In order to protect against abuse of writable memory that was pre-allocated by the loader (e.g. the .data section) the code also calls VirtualQuery() to test the existing protection status of the memory, just in case we aren’t tracking it.

Another case we need to handle is similar to the VirtualAlloc() call. If the call is making memory writable, we need to track it. First we check if the exact allocation is already present in our tracked list, then if it isn’t we add it. It doesn’t matter if we have overlapping tracking metadata for writable allocations – we handle this case in our hooked VirtualFree(). Speaking of which…

VirtualFree hook

This hook is fairly simple. We just iterate over every item in the tracked allocations and remove them if they cover the address being freed.

Testing

The initial driver for me writing this code, before I decided to implement a full W^X policy with it, was to test for cases where an application under test would attempt to allocate RWX buffers, and if they actually needed those buffers to be executable (i.e. swap RWX for RW and see if you get a crash). For fun, I injected this DLL into a bunch of different programs. Many (e.g. notepad, calc) just work without problems, as they don’t rely on RWX memory at all. A number of others (e.g. Chrome, Spotify) crash due to JIT code that runs inside the process. It was quite fun to watch these allocations occur in realtime via debug messages.

Bypasses

There are a number of ways to bypass the PoC as it stands. I thought about eliminating them, but I think it’s more fun to go through the code and identify the problems.

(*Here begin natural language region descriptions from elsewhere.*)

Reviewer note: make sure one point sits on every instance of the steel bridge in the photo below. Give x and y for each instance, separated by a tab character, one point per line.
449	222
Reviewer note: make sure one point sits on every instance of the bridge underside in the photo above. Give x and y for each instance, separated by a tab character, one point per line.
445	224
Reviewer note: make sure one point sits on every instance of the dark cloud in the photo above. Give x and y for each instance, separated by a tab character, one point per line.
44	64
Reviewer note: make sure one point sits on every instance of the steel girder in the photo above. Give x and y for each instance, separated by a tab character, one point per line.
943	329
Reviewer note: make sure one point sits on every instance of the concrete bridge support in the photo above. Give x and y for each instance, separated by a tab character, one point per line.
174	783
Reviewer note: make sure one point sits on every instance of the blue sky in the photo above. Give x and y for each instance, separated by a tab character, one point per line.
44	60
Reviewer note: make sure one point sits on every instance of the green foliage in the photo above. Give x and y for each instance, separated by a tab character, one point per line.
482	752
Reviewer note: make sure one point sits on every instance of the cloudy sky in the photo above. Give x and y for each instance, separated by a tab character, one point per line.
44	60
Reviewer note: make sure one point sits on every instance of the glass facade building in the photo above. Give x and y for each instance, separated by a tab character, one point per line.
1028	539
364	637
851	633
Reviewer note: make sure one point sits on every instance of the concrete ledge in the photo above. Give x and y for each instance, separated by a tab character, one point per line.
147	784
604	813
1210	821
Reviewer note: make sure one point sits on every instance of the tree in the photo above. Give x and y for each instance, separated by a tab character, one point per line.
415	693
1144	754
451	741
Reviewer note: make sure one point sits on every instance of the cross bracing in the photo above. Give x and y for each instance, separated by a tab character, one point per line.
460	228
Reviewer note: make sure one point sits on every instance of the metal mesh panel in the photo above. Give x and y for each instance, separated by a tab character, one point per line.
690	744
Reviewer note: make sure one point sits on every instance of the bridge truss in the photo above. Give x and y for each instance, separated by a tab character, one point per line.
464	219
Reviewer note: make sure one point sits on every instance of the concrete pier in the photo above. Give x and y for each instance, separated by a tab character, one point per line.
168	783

The first and most obvious way is to ROP to GetModuleHandle() and find the original APIs that way, totally bypassing the checks. It is possible to fix this to some extent by hooking GetModuleHandle() and similar APIs, but this mostly ends up as a cat-and-mouse game. This is why you should implement this stuff in kernelmode.

The second way is a race condition. In both VirtualAlloc and VirtualProtect hooks we call the original function, then lock the tracking list and add the new allocation to the tracked list. It is possible to call either of these functions twice. This can be fixed with a global allocation mutex.

There’s also a potential TOCTOU race condition in our VirtualProtect hook, where we check the page protection using VirtualQuery and later potentially call VirtualAlloc based on the result. However, the attacker would have to get the application to call the unhooked VirtualProtect in order to exploit this particular issue.

Finally there’s a really interesting case – marking a page as writable, filling it with data, freeing it, then re-allocating as read-execute and hoping that you get the same page back before it gets reset to zeroes by the OS. In fact, when I thought of this issue, I wondered whether I might have stumbled across a potential mitigation bypass in the real W^X implementation for Windows, and my eyes turned into dollar signs. Thankfully (or sadly) the clever folks at Microsoft thought of this already, and forced every released page to be reset.

Closing words

I hope that this ham-fisted approach to implementing W^X has been of some educational use, at least in terms of thinking about how the protection can be implemented in practice. If you’d like to follow along at home, the code can be found in the WXPolicyEnforcer project on the Portcullis Labs GitHub. It is released under MIT license.